Bajwa Nadia M, Yudkowsky Rachel, Belli Dominique, Vu Nu Viet, Park Yoon Soo
a Department of Child and Adolescent Medicine , Children's Hospital, Geneva University Hospitals , Geneva , Switzerland.
b Department of Medical Education , University of Illinois at Chicago, College of Medicine , Chicago , Illinois , USA.
Teach Learn Med. 2018 Apr-Jun;30(2):173-183. doi: 10.1080/10401334.2017.1367297. Epub 2017 Nov 30.
Construct: This study aims to provide validity evidence for the standardized Assessment Letter for Pediatrics as a measure of competencies expected of a 1st-year pediatrics resident as part of a pediatric residency admissions process.
The Narrative Letter of Recommendation is a frequently used tool in the residency admissions process even though it has poor interrater reliability, lacks pertinent content, and does not correlate with residency performance. A newer tool, the Standardized Letter, has shown validity evidence for content and interrater reliability in other specialties. We sought to develop and provide validity evidence for the standardized Assessment Letter for Pediatrics.
All 2012 and 2013 applicants invited to interview at the University of Geneva Pediatrics Residency Program provided 2 standardized Assessment Letters. Content for the letter was based on CanMEDS roles and ratings of 6 desired competencies and an overall assessment. Validity evidence was gathered for internal structure (Cronbach's alpha and generalizability), response process (interrater reliability with intraclass correlation), relations to other variables (Pearson's correlation coefficient), and consequences (logistic regression to predict admission).

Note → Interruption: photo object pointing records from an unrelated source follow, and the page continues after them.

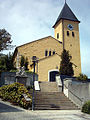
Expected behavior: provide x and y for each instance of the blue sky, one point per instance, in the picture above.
(28, 20)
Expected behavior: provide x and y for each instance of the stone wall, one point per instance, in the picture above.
(10, 77)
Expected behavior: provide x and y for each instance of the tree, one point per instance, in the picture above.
(5, 40)
(65, 65)
(24, 62)
(6, 63)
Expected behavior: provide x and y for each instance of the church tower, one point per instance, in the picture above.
(66, 30)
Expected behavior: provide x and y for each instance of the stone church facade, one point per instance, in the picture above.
(49, 49)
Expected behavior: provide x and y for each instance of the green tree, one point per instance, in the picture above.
(5, 40)
(24, 62)
(65, 65)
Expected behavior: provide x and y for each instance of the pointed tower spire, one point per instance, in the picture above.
(66, 14)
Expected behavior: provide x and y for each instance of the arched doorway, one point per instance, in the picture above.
(52, 75)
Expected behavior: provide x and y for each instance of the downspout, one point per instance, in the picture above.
(63, 33)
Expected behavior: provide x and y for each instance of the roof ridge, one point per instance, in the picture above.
(67, 14)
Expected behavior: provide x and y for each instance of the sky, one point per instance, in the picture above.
(29, 20)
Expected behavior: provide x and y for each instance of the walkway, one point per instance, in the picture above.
(9, 112)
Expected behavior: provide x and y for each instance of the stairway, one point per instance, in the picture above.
(51, 99)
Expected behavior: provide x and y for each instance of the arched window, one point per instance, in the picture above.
(57, 35)
(46, 53)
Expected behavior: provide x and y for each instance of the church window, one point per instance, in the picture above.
(73, 34)
(50, 53)
(57, 35)
(46, 53)
(67, 33)
(53, 52)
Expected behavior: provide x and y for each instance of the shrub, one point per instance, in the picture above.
(82, 77)
(86, 107)
(14, 93)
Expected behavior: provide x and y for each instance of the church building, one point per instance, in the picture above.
(48, 49)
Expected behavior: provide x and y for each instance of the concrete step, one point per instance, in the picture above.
(48, 87)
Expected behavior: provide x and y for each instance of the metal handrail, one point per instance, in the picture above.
(73, 94)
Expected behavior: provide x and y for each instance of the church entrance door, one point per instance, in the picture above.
(52, 75)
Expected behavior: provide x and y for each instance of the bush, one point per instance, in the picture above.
(82, 77)
(14, 93)
(86, 107)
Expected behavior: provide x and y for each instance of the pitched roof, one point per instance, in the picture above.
(66, 14)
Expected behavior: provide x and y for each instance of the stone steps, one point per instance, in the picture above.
(50, 99)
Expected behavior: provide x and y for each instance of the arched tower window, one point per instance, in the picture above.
(53, 52)
(46, 53)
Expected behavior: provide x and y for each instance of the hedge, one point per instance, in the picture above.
(14, 93)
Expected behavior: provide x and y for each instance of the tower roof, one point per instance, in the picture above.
(66, 14)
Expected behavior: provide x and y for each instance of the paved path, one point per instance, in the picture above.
(8, 112)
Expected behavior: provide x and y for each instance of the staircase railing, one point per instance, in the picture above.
(76, 97)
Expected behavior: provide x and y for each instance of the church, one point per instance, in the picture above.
(48, 49)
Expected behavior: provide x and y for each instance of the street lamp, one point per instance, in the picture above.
(34, 60)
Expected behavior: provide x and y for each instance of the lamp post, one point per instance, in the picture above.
(34, 60)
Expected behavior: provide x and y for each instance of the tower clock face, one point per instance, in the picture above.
(70, 27)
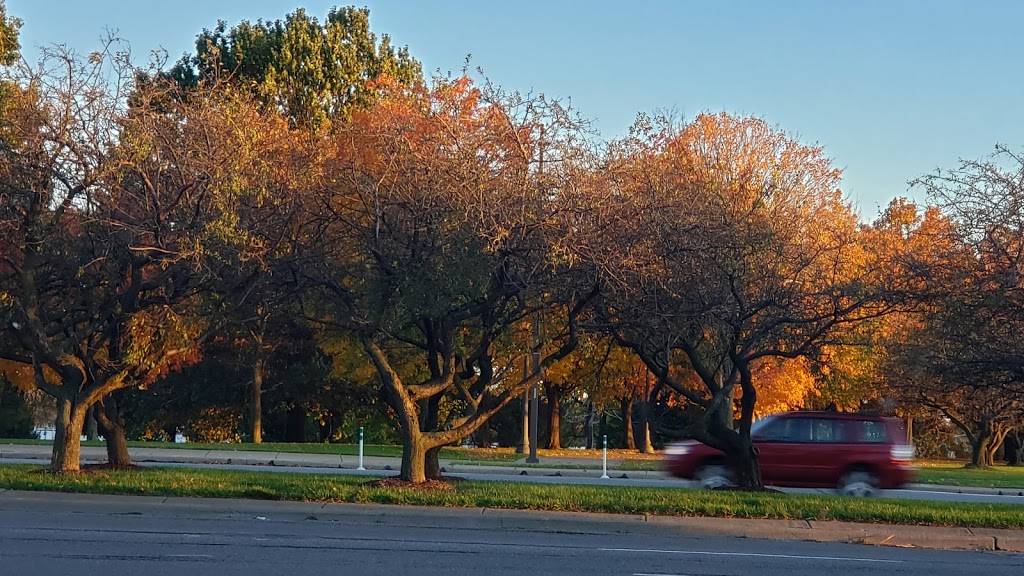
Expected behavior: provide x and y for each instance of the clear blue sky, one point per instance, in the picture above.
(891, 88)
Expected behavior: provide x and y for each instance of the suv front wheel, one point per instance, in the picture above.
(858, 483)
(714, 477)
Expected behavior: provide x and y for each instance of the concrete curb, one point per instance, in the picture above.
(830, 531)
(256, 459)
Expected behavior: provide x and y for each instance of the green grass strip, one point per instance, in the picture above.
(667, 501)
(299, 448)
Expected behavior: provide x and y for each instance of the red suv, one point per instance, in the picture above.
(855, 453)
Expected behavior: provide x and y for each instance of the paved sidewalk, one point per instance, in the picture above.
(558, 523)
(550, 467)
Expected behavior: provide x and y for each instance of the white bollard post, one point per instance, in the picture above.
(604, 458)
(360, 450)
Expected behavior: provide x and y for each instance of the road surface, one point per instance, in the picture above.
(1011, 497)
(57, 534)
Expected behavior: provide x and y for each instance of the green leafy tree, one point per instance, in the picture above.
(313, 72)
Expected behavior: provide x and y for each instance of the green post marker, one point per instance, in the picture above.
(360, 450)
(604, 457)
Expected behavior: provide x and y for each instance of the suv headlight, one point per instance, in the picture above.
(901, 452)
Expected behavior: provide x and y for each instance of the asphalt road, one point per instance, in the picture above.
(57, 534)
(915, 494)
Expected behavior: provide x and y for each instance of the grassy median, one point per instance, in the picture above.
(386, 450)
(668, 501)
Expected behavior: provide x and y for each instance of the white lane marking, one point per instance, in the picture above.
(752, 554)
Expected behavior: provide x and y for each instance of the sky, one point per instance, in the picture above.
(892, 89)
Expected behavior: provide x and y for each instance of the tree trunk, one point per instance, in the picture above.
(979, 447)
(554, 416)
(112, 425)
(91, 429)
(588, 423)
(747, 468)
(626, 405)
(431, 463)
(68, 438)
(993, 447)
(646, 446)
(1014, 452)
(256, 404)
(295, 425)
(414, 456)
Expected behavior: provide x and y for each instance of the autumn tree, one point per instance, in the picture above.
(116, 216)
(315, 73)
(731, 245)
(440, 237)
(958, 354)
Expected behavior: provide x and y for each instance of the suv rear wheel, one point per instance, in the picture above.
(858, 483)
(714, 476)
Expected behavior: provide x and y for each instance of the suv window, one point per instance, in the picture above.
(786, 429)
(804, 429)
(872, 432)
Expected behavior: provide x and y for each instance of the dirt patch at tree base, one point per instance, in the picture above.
(428, 486)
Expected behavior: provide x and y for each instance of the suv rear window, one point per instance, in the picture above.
(805, 429)
(872, 432)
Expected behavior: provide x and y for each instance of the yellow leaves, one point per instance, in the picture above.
(160, 340)
(781, 384)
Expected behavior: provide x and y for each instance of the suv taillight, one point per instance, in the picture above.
(902, 452)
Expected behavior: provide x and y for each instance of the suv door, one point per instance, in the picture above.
(829, 449)
(780, 446)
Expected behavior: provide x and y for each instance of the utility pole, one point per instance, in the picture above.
(535, 412)
(534, 401)
(523, 442)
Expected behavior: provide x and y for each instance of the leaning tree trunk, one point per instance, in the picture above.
(980, 443)
(91, 428)
(295, 424)
(414, 456)
(993, 447)
(431, 412)
(112, 425)
(646, 446)
(747, 468)
(626, 404)
(588, 423)
(68, 438)
(1012, 449)
(522, 444)
(554, 416)
(256, 403)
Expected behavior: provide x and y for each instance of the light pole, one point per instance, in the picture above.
(534, 401)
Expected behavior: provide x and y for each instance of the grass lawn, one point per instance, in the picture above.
(952, 472)
(506, 455)
(668, 501)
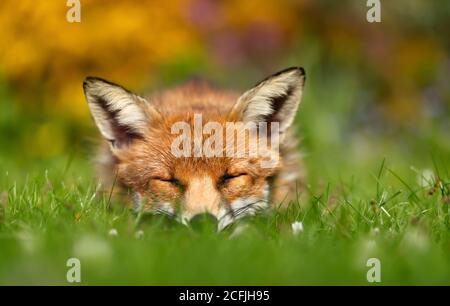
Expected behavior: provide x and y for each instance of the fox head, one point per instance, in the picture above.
(142, 136)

One hundred fourteen faculty completed 142 standardized Assessment Letters for 71 applicants. Average overall assessment was 3.0 of 4 (SD = 0.59). Cronbach's alpha was 0.93. The G-coefficient was 0.59. The decision study projected that four Assessment Letters are needed to attain a G-coefficient of 0.73. Applicant variance (28.5%) indicated high applicant differentiation. The Assessment Letter intraclass coefficient was 0.51, 95% confidence interval (CI) [0.43, 0.59]. Assessment Letter scores were correlated with the structured interview (r = .28), 95% CI [0.05, 0.51]; global rating (r = .36), 95% CI [0.13, 0.58]; and admissions decision (r = .25), 95% CI [0.02, 0.46]. Assessment Letter scores did not predict the admissions decision (odds ratio = 1.67, p = .37) after controlling for the unique contribution of the structured interview and global rating scores.
Validity evidence supports use of the Assessment Letter for Pediatrics; future studies should refine items to improve predictive validity and explore how to best integrate the Assessment Letter into the residency admissions process.
构建:本研究旨在为儿科标准化评估信提供效度证据,该评估信是儿科住院医师招录过程中衡量一年级儿科住院医师所需能力的一种手段。
推荐信在住院医师招录过程中是常用工具,但其评分者间信度较差,缺乏相关内容,且与住院医师表现无相关性。一种更新的工具——标准化信件,已在其他专业领域显示出内容效度和评分者间信度的证据。我们试图开发儿科标准化评估信并提供其效度证据。
所有受邀参加日内瓦大学儿科住院医师项目面试的2012年和2013年申请者提供了2封标准化评估信。信的内容基于CanMEDS角色以及对6项期望能力的评分和总体评估。收集了关于内部结构(克朗巴哈系数和概化系数)、反应过程(组内相关系数的评分者间信度)、与其他变量的关系(皮尔逊相关系数)以及结果(预测录取的逻辑回归)的效度证据。
114名教员为71名申请者完成了142封标准化评估信。总体平均评估为4分制中的3.0分(标准差 = 0.59)。克朗巴哈系数为0.93。G系数为0.59。决策研究预计需要4封评估信才能使G系数达到0.73。申请者方差(28.5%)表明申请者区分度较高。评估信组内系数为0.51,95%置信区间(CI)[0.43, 0.59]。评估信分数与结构化面试相关(r = 0.28),95% CI [0.05, 0.51];总体评分相关(r = 0.36),95% CI [0.13, 0.58];与录取决定相关(r = 0.25),95% CI [0.02, 0.46]。在控制了结构化面试和总体评分分数的独特贡献后,评估信分数未能预测录取决定(优势比 = 1.67,p = 0.37)。
效度证据支持使用儿科评估信;未来研究应完善项目以提高预测效度,并探索如何最好地将评估信纳入住院医师招录过程。